The building of reverse genetic systems for diverse RNA viruses has laid the framework to add biological plug-n-play moieties capable of influencing replication activity. We use these systems to build viruses that can be controlled by desired cellular or external cues as a means of answering specific biological questions.
Tool 1: L7Ae – We generated libraries of viruses that could be tracked by individual barcodes containing a small individual genetic signature and have now applied this to Influenza A virus, coxsackie virus, and SARS-CoV-2. As insertion was fitness neutral in each example, these libraries could be used to follow individual virions through both tissues and different transmission events to ascertain the dynamics and bottlenecks of viral spread.
Tool 2: Defective interfering particles – (text to be provided) We designed and synthesized IAV to encode Cre recombinase. The resulting virus maintained virulence but allowed us to track infected cells through use of the TdTomato reporter mice, which indelibly labeled cells upon the introduction of Cre. These mice were infected with a near lethal dose of our Cre-containing virus and we sorted CD45-/TdTomato+ cells at 0, 1, 2, 5, 10, and 20 days post-infection. These data demonstrated that while 95% of the cells die in the first 5 days of infection – a combination of Type I and II alveolar cells – there is a sustained population of TdTomato+ Club cells that are still present on day 20. Based on these data we, and others in subsequent follow up studies, have discovered that Club cells launch a unique antiviral response that renders them better able to control virus replication.

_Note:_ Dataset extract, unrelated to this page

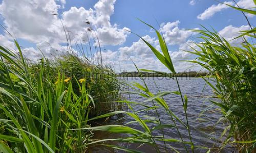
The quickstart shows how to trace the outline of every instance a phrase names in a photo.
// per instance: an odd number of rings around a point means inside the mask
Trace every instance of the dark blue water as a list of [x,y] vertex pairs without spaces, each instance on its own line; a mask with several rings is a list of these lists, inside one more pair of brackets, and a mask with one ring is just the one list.
[[[143,85],[143,82],[138,78],[120,78],[119,79],[130,84],[133,82],[137,82]],[[216,124],[219,119],[221,117],[221,113],[218,108],[212,105],[209,99],[217,101],[218,99],[212,97],[214,95],[212,89],[210,87],[205,85],[205,82],[203,79],[197,78],[179,78],[179,80],[182,94],[183,95],[186,94],[188,97],[187,113],[193,142],[196,145],[211,148],[211,152],[217,151],[221,147],[221,144],[224,140],[224,138],[220,138],[220,136],[225,124],[221,122]],[[145,81],[150,91],[154,93],[158,92],[159,90],[161,91],[178,90],[176,81],[171,79],[147,78],[145,79]],[[130,89],[130,90],[134,91],[133,89]],[[164,96],[163,98],[168,104],[170,110],[184,122],[185,122],[185,113],[180,95],[174,94],[169,94]],[[130,94],[128,99],[132,101],[142,102],[145,99],[137,94]],[[153,106],[151,101],[146,103],[146,104],[150,106]],[[133,105],[132,107],[135,111],[145,109],[140,105]],[[158,109],[158,111],[162,124],[173,124],[170,116],[163,109],[160,107]],[[153,110],[140,112],[138,114],[144,119],[156,120],[157,118],[157,114]],[[118,117],[115,116],[113,117],[108,123],[123,125],[133,120],[134,120],[133,118],[128,116],[121,119],[118,119]],[[129,126],[139,130],[143,130],[138,123],[131,123],[129,124]],[[148,123],[148,126],[153,128],[155,124]],[[184,140],[189,141],[188,134],[186,129],[184,128],[181,124],[178,123],[178,126]],[[175,128],[165,128],[163,131],[165,138],[180,139]],[[162,136],[162,133],[159,130],[155,132],[154,135]],[[105,132],[97,132],[95,133],[95,138],[96,139],[117,138],[125,136],[125,135],[109,134]],[[113,142],[111,143],[146,152],[155,152],[153,147],[147,144],[140,146],[140,144]],[[161,151],[164,152],[163,143],[157,142],[157,143],[159,144]],[[177,143],[168,143],[168,144],[181,152],[185,151],[184,146],[182,144]],[[200,148],[195,149],[196,152],[205,152],[207,150]],[[92,150],[93,152],[122,152],[99,146],[93,147]],[[222,149],[222,152],[231,152],[234,150],[235,148],[233,146],[227,145]],[[174,151],[169,149],[168,152],[172,152]]]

Tool 3: We also use the genetic real estate of RNA viruses to incorporate artificial miRNAs that we re-wire to silence host factors. These designs not only enable a means to perform an in vivo RNAi screen, but they have revealed a unique activity of the host microprocessor which can function in the cytoplasm in the presence of a primary miRNA transcript. We have applied these plug-n-play moieties into both IAV and Sinbis virus and enabled them to specifically target murine host genes. In both examples, in vivo virus passaging identified specific hairpins that enriched over time, indicating the selective advantage that was achieved as a result of the virus-mediated silencing of a given host factor. This experimental platform has identified many known factors involved in both the Type I and III interferon pathways and revealed a number of non-canonical targets that also limited virus replication.
Tool 4: Our most recent viral plug-in focuses on DNA editing. The capacity to edit genomes using CRISPR-Cas systems holds immense potential for countless genetic-based diseases. However, one significant impediment preventing broad therapeutic utilization is in vivo delivery. While genetic editing at a single cell level in vitro can be achieved with relatively high efficiency, the capacity to utilize these same biologic tools in a desired tissue in vivo remains challenging. Non-integrating RNA virus-based vectors constitute efficient platforms for transgene expression and surpass several barriers to in vivo delivery. However, the broad tissue tropism and their propensity to induce cytotoxicity raises the concern for off-target effects and unwanted immunological responses. In an effort to circumvent this, we built a chimeric RNA virus that exhibits cell-specific activity and self-inactivates. We achieved this by combining host miRNA biology with the CRISPR-Cas12a RNA-guided nuclease. Exploiting the RNase activity of Cas12a, we generated a vector that self-inactivates upon delivery of Cas12a and an accompanying CRISPR RNA (crRNA). Furthermore, we engineered the virus so that maturation of the crRNA can be made dependent on cell-specific miRNAs, which confers further specificity. We have found our resulting chimeric virus delivers sufficient levels of Cas12a to achieve effective genome editing whilst inducing a minimal immunological response. It can also function in a cell-specific manner thereby facilitating in vivo editing and mitigating the risk of unwanted, off-target effects. At present, we are designing microglial and neuronal specific editors targeted to the stop locus of the TdTomato mice.